The Bank Rate
The bank offers its customers to borrow and save money. For this, it provides them with offers of credit and savings that are accompanied by specific safeguards proposed at variable rates.
When banks lend money, it is with interest rates, the amount and duration vary.
The interest rate reflects the cost of money. It is expressed as a percentage:
For the borrower, the price of that money is made available.
For the lender, it is the compensation money he advances to the borrower.
Example: the interest rate may be:
nominal (fixed rate at the signing of the loan, paid by the borrower) or actual (nominal rate adjusted for inflation),
fixed or variable (indexed).
The various bank rates
The bank base rate (BBR)
The bank base rate is the annual interest rate set by the banks. This rate is used to calculate the price of credits they issue.
The money market rate guides the bank base rate. The money market rate is based on supply and demand.
Bank base rates are freely set by the banks, however, they dependent on agreements with the monetary authorities.

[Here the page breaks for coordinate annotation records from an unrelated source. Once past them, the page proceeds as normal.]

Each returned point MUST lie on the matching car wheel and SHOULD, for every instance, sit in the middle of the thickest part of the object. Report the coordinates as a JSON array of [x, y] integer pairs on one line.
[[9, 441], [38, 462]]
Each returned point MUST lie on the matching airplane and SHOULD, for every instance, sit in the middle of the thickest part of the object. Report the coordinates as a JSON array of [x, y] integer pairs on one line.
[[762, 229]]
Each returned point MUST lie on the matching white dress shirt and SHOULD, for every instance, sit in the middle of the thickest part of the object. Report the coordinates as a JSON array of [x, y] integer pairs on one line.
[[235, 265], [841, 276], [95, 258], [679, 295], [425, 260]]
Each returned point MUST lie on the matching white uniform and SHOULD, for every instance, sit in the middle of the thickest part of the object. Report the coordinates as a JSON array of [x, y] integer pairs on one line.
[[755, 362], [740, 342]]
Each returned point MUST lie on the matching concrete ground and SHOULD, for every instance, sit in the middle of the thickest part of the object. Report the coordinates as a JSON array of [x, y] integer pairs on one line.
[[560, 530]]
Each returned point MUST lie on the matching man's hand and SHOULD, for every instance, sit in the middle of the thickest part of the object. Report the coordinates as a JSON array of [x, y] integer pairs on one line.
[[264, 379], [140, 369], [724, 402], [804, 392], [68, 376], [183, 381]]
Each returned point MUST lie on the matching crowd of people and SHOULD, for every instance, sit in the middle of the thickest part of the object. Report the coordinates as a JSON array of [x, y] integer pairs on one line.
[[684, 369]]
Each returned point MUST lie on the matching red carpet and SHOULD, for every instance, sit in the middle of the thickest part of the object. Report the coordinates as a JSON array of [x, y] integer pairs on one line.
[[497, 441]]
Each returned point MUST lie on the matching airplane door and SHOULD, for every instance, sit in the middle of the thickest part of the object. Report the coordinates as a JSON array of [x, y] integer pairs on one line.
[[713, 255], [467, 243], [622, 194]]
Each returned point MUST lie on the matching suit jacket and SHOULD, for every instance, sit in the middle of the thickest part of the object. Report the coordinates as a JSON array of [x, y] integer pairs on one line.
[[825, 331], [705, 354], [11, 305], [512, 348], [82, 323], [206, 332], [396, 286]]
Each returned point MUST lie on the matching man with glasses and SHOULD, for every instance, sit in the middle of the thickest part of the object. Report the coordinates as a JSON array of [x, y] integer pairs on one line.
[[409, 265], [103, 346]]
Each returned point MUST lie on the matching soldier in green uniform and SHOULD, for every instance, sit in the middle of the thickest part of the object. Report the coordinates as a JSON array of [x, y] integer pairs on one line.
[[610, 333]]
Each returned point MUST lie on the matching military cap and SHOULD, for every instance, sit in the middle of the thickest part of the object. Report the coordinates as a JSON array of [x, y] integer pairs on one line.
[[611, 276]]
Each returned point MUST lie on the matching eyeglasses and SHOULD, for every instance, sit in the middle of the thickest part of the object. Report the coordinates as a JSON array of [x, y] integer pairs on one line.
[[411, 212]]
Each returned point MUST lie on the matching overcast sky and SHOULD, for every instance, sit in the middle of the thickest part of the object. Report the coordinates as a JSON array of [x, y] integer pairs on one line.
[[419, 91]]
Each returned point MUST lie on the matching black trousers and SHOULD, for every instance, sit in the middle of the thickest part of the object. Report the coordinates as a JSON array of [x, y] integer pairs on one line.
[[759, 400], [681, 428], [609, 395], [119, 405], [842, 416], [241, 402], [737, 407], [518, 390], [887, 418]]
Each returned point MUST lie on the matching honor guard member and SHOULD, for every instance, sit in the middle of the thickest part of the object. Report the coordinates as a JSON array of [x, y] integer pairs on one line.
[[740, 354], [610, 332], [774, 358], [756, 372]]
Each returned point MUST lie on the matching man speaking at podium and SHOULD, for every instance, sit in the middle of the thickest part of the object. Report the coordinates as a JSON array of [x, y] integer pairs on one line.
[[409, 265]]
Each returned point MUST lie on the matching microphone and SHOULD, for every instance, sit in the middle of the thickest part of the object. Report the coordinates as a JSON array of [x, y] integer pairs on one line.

This is the bank base rate, which defines in large part the benefit of banks resulting from the allocation of funds
The percentage rate (APR)
The percentage rate is an indicator that allows the borrower:
compare the cost of funding proposed
ensure that this rate is below the rate of wear.
The APR is calculated the same way and on a comparable basis by banks and credit institutions: (calendar year duration / time unit) × rate period
The wear rate
Financial institutions do not have the right to lend money at a rate exceeding a ceiling established by the Bank of France, commonly called wear rate.
This rate is reviewed quarterly and defined in terms of changing rates.
Any conventional loan subscribed to a percentage rate exceeding (when signing) over a third of the average effective rate is considered usurious.